Is tropical afforestation currently undervalued?

Researchers in Canada have used a comprehensive Earth system model to evaluate the climate impact of varying levels of afforestation, in different parts of the world. They looked at scenarios in which the world’s current cropland was gradually converted to forest, over the next 50 years. The scientists used a computer simulation to determine the cropland areas in which forests could feasibly become established so that an artificial supply of water or nutrients would not be required.

The focus here was on evaluating how the biogeophysical (e.g. changes to the brightness of the land surface, known as the albedo) and biogeochemical effects (e.g. carbon sequestration) of afforestation would ‘add up’ to give an overall climate impact.

Taking carbon from the atmosphere is a process that results in a climatic cooling, and is the basis for suggesting afforestation as a strategy to mitigate climate change. However, the fact that trees are generally darker than most other land coverings means that forested parts of the Earth’s surface reflect away less incoming solar radiation, giving forests a warming effect. On a global scale, the cooling effect of carbon sequestration dominates and, in this work, afforestation of all the climatically viable cropland gave a global temperature reduction of 0.45oC by the end of this century.

This is an order of magnitude smaller than the likely warming induced by anthropogenic emissions over the same time period.  Regionally however, it is well established that the magnitude of the individual effects varies significantly giving forests an overall climate impact that is very much location dependent.

In this study, the “temperature benefit” per unit of afforestation in tropical regions was around three times greater than that in northern-temperate or boreal regions.  This is because carbon is sequestered at a faster rate, and other biogeophysical processes (e.g. increased transfer of moisture from the surface to the atmosphere, known as evapotranspiration) enhance the cooling, in the tropics.

But could there be more to it?

Although this work considered the effect of afforestation on atmospheric carbon dioxide concentration, there are other biogeochemical processes not yet captured by current global climate models that could influence the impact of any afforestation scheme.  These include the effects that trees have on local atmospheric chemistry and potentially the clouds above them; until these are fully understood it is somewhat difficult to attribute a “temperature benefit” of a specific magnitude to a given afforestation scenario.

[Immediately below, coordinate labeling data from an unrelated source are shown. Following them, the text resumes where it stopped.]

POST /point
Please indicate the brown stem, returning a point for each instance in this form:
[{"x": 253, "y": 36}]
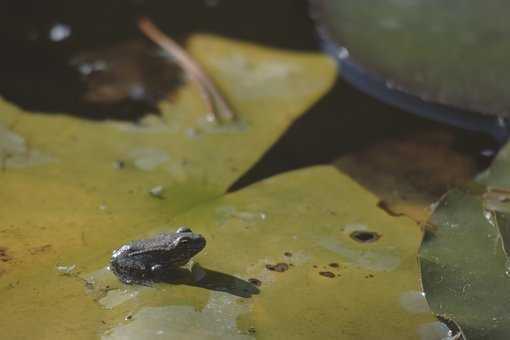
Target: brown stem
[{"x": 214, "y": 101}]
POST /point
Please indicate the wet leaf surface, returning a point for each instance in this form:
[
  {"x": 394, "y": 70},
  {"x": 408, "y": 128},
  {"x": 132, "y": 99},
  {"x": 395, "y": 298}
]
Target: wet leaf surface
[
  {"x": 445, "y": 52},
  {"x": 464, "y": 260},
  {"x": 72, "y": 190}
]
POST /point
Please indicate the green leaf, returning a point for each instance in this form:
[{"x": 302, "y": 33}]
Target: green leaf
[{"x": 463, "y": 257}]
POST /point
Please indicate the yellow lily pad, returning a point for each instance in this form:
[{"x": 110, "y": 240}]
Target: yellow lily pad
[{"x": 72, "y": 190}]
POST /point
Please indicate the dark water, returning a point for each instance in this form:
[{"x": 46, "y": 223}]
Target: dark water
[{"x": 37, "y": 73}]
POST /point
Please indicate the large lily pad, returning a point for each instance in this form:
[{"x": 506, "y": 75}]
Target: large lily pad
[
  {"x": 464, "y": 255},
  {"x": 72, "y": 190},
  {"x": 446, "y": 52}
]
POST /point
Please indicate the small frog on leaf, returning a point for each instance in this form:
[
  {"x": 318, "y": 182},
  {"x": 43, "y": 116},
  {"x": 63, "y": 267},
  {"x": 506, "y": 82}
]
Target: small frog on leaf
[{"x": 141, "y": 261}]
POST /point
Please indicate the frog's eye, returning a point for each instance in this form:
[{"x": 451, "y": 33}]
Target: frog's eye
[
  {"x": 184, "y": 230},
  {"x": 183, "y": 240}
]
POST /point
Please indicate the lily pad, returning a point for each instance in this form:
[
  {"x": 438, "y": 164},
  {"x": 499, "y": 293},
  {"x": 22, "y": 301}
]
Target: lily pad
[
  {"x": 445, "y": 52},
  {"x": 464, "y": 260},
  {"x": 72, "y": 190}
]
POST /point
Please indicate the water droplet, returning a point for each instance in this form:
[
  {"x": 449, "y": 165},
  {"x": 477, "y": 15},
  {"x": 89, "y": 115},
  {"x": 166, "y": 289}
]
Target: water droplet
[
  {"x": 59, "y": 32},
  {"x": 414, "y": 302}
]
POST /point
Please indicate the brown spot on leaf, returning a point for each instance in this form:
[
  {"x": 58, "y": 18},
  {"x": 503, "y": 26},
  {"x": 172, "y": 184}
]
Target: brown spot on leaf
[
  {"x": 327, "y": 274},
  {"x": 40, "y": 249},
  {"x": 4, "y": 257},
  {"x": 279, "y": 267},
  {"x": 255, "y": 282},
  {"x": 365, "y": 236}
]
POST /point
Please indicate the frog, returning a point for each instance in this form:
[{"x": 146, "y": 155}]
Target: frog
[{"x": 141, "y": 261}]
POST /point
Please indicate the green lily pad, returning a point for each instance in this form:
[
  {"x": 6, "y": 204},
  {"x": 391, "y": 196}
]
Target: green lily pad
[
  {"x": 463, "y": 257},
  {"x": 446, "y": 52},
  {"x": 72, "y": 190}
]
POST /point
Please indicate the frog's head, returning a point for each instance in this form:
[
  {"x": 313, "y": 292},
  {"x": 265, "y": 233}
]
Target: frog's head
[{"x": 187, "y": 242}]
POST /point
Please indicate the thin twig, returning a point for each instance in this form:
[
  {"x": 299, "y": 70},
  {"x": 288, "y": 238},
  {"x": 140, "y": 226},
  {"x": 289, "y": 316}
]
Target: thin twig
[{"x": 214, "y": 101}]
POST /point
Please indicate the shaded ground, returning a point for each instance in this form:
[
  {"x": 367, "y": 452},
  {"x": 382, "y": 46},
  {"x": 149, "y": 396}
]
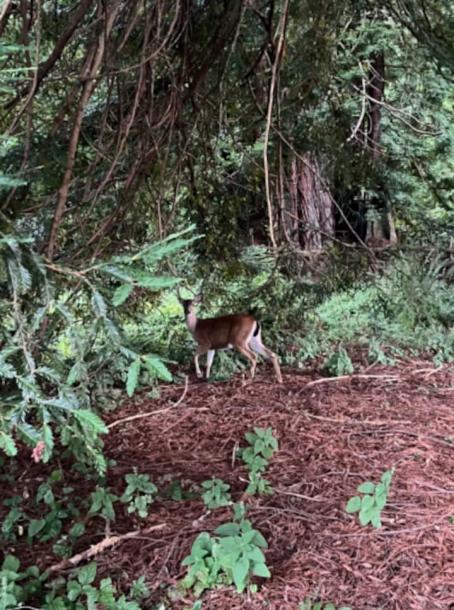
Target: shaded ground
[{"x": 333, "y": 435}]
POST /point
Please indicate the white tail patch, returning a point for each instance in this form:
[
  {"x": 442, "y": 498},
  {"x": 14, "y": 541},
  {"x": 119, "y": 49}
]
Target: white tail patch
[{"x": 226, "y": 332}]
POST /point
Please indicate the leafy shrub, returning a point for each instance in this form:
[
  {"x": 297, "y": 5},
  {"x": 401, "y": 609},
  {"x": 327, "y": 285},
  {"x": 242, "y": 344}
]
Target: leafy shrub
[
  {"x": 139, "y": 494},
  {"x": 232, "y": 556},
  {"x": 262, "y": 445},
  {"x": 216, "y": 493},
  {"x": 60, "y": 333},
  {"x": 371, "y": 503},
  {"x": 339, "y": 363}
]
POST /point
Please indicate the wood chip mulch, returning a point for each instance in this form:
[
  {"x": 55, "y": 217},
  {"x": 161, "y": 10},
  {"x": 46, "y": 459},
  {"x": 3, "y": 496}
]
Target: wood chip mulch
[{"x": 333, "y": 435}]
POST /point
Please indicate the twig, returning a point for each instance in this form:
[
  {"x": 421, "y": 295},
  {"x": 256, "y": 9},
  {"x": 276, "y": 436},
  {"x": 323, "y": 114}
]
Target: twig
[
  {"x": 282, "y": 27},
  {"x": 361, "y": 422},
  {"x": 349, "y": 377},
  {"x": 150, "y": 413},
  {"x": 95, "y": 549}
]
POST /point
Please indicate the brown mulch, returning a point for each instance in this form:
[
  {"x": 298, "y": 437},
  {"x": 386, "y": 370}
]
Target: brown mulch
[{"x": 333, "y": 435}]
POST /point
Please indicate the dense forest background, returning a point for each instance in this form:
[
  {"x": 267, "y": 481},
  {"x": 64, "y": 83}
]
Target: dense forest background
[{"x": 290, "y": 158}]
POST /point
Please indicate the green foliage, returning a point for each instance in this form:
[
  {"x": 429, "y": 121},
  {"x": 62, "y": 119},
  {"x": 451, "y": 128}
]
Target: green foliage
[
  {"x": 339, "y": 363},
  {"x": 139, "y": 494},
  {"x": 372, "y": 502},
  {"x": 81, "y": 593},
  {"x": 102, "y": 503},
  {"x": 232, "y": 556},
  {"x": 60, "y": 335},
  {"x": 262, "y": 445},
  {"x": 216, "y": 493}
]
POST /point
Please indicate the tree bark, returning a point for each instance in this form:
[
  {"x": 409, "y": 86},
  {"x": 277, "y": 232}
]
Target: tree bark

…so, should we be planting trees or not?

The title of the original article, that temperature benefits from afforestation are only small, perhaps detracts from the important conclusion that, based on this study at least, afforestation in all locations does give a “temperature benefit”, despite the varying contributions of warming and cooling effects. These particular simulations suggest that planting trees in tropical regions is considerably more climatically beneficial than doing so elsewhere, reinforcing the need to maintain and improve existing efforts to reduce deforestation and forest degradation in these areas.

Whilst the “temperature benefits” observed in this study are small compared to the level of warming that is likely to occur over the next century, it is perhaps premature to dismiss the role of afforestation until a more complete understanding of the climatic impacts of forests is achieved.